Primarily, his cherished multidimensional bar (which he lives in the top floor of), and the impressive library of booze kept within it. Donovan is actually pretty damn rich – he’s got about $60,000 in the bank at any given time, and makes a very tidy annual income. He saves most of what he makes, spending it mostly to refurbish his bar or restock on the rarer boozes. He’s got a collection of significant vessels – a steel mug made from the melted-down blade of the guillotine that beheaded Robespierre, the pint glass that Anthony Burgess first drank a Hangman’s Blood out of, and a hip flask used by Winston Churchhill. Donovan keeps a steel baseball bat and a 12-gauge under the bar, though he typically uses magick to deal with the rare ruffian.
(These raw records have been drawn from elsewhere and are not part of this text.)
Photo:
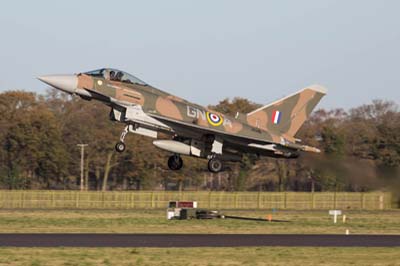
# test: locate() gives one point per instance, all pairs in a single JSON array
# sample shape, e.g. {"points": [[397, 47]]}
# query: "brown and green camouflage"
{"points": [[257, 125]]}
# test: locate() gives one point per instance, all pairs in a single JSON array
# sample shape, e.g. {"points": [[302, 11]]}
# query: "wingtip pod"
{"points": [[318, 88], [310, 149]]}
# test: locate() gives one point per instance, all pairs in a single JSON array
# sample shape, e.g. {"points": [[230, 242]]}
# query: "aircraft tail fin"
{"points": [[288, 114]]}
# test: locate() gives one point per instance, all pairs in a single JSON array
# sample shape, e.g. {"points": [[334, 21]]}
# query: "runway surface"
{"points": [[195, 240]]}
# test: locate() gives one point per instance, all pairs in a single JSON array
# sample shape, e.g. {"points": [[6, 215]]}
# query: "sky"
{"points": [[205, 51]]}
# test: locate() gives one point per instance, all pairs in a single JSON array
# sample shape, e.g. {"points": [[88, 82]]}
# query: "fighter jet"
{"points": [[194, 130]]}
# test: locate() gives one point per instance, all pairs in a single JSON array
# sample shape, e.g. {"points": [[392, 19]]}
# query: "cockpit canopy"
{"points": [[115, 75]]}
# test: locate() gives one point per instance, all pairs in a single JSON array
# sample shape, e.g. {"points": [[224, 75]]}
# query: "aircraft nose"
{"points": [[67, 83]]}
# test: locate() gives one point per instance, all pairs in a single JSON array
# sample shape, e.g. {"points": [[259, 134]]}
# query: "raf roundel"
{"points": [[214, 119]]}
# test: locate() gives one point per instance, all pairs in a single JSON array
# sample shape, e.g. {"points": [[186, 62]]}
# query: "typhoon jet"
{"points": [[194, 130]]}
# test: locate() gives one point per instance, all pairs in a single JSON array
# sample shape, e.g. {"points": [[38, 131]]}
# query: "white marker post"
{"points": [[335, 214]]}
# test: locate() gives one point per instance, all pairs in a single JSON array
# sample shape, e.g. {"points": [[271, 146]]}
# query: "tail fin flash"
{"points": [[287, 115]]}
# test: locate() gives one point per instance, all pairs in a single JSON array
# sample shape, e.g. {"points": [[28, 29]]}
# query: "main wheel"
{"points": [[175, 162], [214, 165], [120, 146]]}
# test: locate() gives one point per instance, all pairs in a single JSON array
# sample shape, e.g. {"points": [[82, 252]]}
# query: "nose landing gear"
{"points": [[120, 146], [175, 162], [215, 165]]}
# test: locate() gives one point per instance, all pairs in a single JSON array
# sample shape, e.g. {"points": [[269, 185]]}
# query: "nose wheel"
{"points": [[120, 147], [215, 165], [175, 162]]}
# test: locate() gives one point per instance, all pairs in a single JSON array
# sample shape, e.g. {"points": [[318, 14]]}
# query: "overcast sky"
{"points": [[205, 51]]}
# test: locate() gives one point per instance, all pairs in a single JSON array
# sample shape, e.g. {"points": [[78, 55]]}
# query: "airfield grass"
{"points": [[154, 221], [199, 256]]}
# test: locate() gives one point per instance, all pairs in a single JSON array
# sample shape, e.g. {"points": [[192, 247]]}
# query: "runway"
{"points": [[196, 240]]}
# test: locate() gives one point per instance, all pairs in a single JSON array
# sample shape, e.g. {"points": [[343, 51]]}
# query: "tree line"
{"points": [[39, 136]]}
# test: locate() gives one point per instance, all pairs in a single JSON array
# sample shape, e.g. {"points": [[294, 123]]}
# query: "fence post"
{"points": [[284, 200], [334, 200], [152, 199], [53, 204], [77, 199], [312, 200], [381, 201], [23, 199], [235, 200], [132, 201], [362, 201], [209, 199]]}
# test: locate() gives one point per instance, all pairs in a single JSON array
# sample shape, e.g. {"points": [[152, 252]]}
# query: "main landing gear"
{"points": [[175, 162], [120, 146]]}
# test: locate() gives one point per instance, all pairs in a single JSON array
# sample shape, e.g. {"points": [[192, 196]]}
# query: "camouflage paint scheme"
{"points": [[194, 130], [181, 116]]}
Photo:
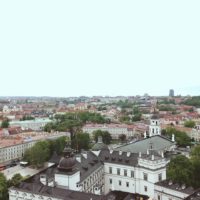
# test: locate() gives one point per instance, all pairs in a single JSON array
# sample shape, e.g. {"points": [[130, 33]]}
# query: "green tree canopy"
{"points": [[16, 180], [5, 123], [122, 137], [38, 154], [3, 187], [189, 124], [106, 136], [179, 170], [81, 141], [194, 101], [58, 145], [181, 137]]}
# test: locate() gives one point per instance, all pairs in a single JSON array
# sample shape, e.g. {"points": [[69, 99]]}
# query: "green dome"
{"points": [[99, 145]]}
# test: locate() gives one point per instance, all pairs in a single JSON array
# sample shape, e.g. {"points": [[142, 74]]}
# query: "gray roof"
{"points": [[175, 186], [157, 142], [38, 188]]}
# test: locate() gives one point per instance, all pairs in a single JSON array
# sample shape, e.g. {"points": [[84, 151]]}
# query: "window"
{"points": [[118, 171], [159, 177], [145, 176], [125, 172], [110, 170], [132, 174]]}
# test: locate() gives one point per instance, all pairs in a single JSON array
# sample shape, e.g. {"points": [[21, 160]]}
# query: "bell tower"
{"points": [[154, 128]]}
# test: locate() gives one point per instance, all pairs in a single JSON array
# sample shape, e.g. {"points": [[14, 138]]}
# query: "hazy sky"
{"points": [[105, 47]]}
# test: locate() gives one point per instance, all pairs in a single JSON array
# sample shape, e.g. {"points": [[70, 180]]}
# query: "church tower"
{"points": [[154, 128]]}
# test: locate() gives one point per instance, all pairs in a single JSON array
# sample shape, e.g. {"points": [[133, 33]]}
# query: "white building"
{"points": [[12, 149], [36, 124], [167, 190], [154, 128], [99, 172]]}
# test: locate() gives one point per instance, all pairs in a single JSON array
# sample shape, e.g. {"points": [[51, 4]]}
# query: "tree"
{"points": [[3, 187], [81, 141], [5, 123], [106, 137], [189, 124], [27, 117], [16, 180], [179, 170], [195, 159], [58, 145], [122, 137], [181, 137], [38, 154]]}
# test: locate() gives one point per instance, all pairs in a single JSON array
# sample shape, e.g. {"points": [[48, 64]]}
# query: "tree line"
{"points": [[182, 139], [185, 170], [5, 184]]}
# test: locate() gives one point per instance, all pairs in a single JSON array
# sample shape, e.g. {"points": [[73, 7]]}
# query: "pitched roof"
{"points": [[159, 143]]}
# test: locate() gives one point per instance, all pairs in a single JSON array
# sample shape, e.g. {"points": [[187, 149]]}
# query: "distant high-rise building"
{"points": [[171, 93]]}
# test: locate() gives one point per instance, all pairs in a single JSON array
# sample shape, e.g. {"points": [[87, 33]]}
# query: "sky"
{"points": [[108, 47]]}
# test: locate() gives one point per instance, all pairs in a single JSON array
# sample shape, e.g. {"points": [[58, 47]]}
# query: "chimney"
{"points": [[173, 138], [100, 140], [84, 153], [78, 158], [128, 154]]}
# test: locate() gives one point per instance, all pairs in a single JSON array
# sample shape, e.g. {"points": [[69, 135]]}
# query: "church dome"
{"points": [[99, 145], [67, 163], [154, 116]]}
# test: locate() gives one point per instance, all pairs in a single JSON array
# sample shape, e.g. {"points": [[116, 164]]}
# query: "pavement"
{"points": [[24, 171]]}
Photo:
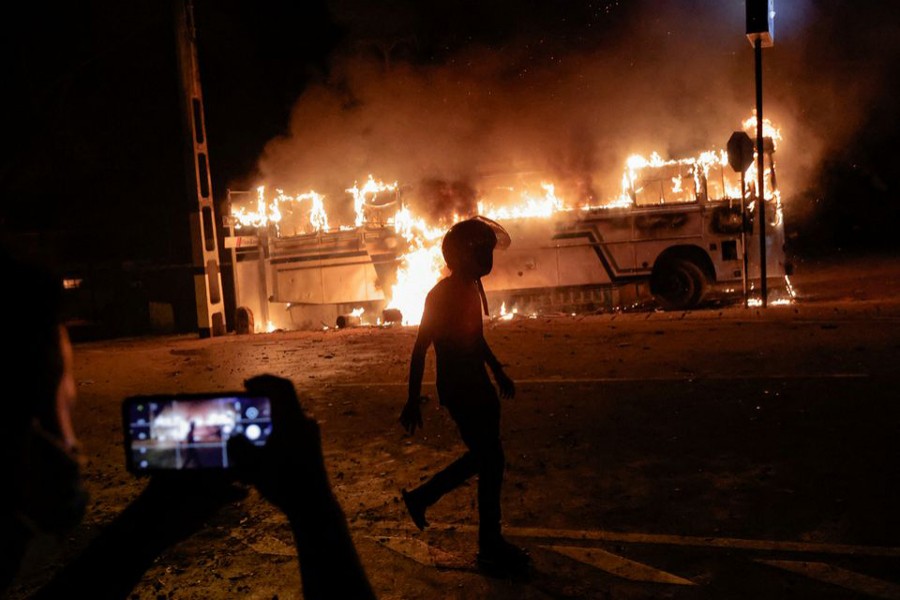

Donovan’s got it made when it comes to friends. Most dukes have heard his name, and most of them are at least on good terms. In addition, he’s got a pretty devoted corps of regulars in his bar. Doctor von Hohenheim, an avatar of the Healer, and Oliver Wintering,the world’s only canine duke, are fond of his place, coming over to Munich from Berlin to get there on the occassional weekend. Roy Green, a nasty bastard of an Urbanomancer from Chicago, comes to Donovan’s to relax, the only real place where he can find peace. And the entire Golden Apple Corps has been known to meet en masse in his bar, discussing Discordianism and getting really, really drunk.
Making your way in the world today takes everything you’ve got.
Taking a break from all your worries sure would help a lot.
Wouldn’t you like to get away?
Sometimes you want to go…
Where everybody knows your name,
and they’re always glad you came.
You wanna be where you can see,
our troubles are all the same.
You wanna be where everybody knows your name.
You wanna go where people know, people are all the same.
You wanna go where everybody knows your name.
Ok, so I know this is an NPC, but the obsession… Should be magic…
I think his obsession ties in to the way alcohol can bring people together, loosen their lips and let their innermost selves come through (at least that’s the way he sees it). He was a Confessor before he was a boozehound, it must have colored his view of dipsomancy.
I like this guy. Reminds me of the bar in the Dresden Files. Good job!
Interesting guy and a useful concept, but you could make a plot hook out of him by suggesting a few enemies. (Where did he get those vessels? Did he toss a member of the Fellowship of Bad Traffic out the door once too often?)
Also, where was he recording the secrets of the Confessor? Maybe he had a diary or something back in his pre-revelation days.
Could make some excellent blackmail material.
I think it should be pointed out that the duke is basically an UA adaptation of Mike Callahan. The “Callahan’s Crosstime Saloon” stories are pretty good inspiration for UA, but it’s only fair to mention your sources… the Callahan stories _are_ still copyrighted to Spider Robinson, after all.
Yeah, was waiting for someone to get to that. It’s not quite Callahan, but it’s pretty damn close.
It’s no biggie. If Alan Moore can make Rorschach out of an old Charlton Comics character and get away with it, you’re pretty much gravy.